Learning high-dimensional distributions is a significant challenge in machine learning and statistics. Classical research has mostly concentrated on asymptotic analysis of such data under suitable assumptions. While existing works [Bhattacharyya et al.: SICOMP 2023, Daskalakis et al.: STOC 2021, Choo et al.: ALT 2024] focus on discrete distributions, the current work addresses the tree structure learning problem for Gaussian distributions, providing efficient algorithms with solid theoretical guarantees. This is crucial as real-world distributions are often continuous and differ from the discrete scenarios studied in prior works.
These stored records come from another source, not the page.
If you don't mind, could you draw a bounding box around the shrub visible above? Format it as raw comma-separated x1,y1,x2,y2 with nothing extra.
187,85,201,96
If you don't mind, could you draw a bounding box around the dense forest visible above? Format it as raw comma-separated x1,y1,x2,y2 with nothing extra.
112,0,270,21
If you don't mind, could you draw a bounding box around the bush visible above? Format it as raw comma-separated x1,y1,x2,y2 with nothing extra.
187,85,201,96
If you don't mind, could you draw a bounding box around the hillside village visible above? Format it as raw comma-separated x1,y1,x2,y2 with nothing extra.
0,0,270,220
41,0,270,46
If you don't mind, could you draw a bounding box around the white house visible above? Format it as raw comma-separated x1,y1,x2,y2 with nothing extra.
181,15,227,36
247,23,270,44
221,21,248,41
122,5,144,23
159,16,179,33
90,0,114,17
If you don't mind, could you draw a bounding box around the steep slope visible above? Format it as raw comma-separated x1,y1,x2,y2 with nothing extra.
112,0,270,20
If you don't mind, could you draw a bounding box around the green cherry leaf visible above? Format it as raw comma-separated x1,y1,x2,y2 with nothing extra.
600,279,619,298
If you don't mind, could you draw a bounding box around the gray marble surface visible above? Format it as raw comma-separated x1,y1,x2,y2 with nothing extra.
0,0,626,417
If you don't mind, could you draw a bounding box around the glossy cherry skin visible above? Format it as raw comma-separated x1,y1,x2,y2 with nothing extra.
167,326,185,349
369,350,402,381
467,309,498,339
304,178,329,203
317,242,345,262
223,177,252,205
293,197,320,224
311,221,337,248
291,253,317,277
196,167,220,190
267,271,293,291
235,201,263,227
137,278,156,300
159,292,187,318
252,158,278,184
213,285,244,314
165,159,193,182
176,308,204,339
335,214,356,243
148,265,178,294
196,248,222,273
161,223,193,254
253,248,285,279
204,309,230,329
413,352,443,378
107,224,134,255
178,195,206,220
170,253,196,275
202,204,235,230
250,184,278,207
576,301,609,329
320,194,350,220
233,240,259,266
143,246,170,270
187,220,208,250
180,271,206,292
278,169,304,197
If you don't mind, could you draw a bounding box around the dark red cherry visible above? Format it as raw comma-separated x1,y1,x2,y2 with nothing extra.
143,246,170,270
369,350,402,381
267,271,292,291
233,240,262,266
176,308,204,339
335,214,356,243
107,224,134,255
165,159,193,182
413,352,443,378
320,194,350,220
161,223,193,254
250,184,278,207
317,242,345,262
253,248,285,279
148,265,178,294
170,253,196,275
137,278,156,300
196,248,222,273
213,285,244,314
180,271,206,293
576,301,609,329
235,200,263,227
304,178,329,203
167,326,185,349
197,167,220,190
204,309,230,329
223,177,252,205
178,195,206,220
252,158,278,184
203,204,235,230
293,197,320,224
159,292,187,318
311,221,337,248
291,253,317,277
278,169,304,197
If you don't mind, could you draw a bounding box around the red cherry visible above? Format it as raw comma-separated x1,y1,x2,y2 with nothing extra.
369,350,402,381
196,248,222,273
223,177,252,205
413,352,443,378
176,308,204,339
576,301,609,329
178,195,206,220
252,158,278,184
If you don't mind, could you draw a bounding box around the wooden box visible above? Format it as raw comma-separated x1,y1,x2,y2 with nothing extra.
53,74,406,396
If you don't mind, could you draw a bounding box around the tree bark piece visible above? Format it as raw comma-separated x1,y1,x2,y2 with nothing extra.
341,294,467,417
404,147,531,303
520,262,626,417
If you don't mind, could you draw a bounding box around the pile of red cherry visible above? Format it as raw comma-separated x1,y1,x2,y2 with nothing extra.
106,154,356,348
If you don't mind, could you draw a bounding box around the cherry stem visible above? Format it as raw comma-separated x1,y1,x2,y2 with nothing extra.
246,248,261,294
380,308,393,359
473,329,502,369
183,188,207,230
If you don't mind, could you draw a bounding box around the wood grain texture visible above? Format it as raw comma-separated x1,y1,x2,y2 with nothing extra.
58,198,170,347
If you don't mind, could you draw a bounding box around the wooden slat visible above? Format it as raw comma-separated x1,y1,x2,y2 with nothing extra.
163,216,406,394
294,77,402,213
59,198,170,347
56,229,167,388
In this work, we design a conditional mutual information tester for Gaussian random variables that can test whether two Gaussian random variables are independent, or their conditional mutual information is at least $\varepsilon$, for some parameter $\varepsilon \in (0,1)$ using $\mathcal{O}(\varepsilon^{-1})$ samples which we show to be near-optimal. In contrast, an additive estimation would require $\Omega(\varepsilon^{-2})$ samples. Our upper bound technique uses linear regression on a pair of suitably transformed random variables. Importantly, we show that the chain rule of conditional mutual information continues to hold for the estimated (conditional) mutual information. As an application of such a mutual information tester, we give an efficient $\varepsilon$-approximate structure-learning algorithm for an $n$-variate Gaussian tree model that takes $\widetilde{\Theta}(n\varepsilon^{-1})$ samples which we again show to be near-optimal. In contrast, when the underlying Gaussian model is not known to be tree-structured, we show that $\widetilde{{{\Theta}}}(n^2\varepsilon^{-2})$ samples are necessary and sufficient to output an $\varepsilon$-approximate tree structure. We perform extensive experiments that corroborate our theoretical convergence bounds.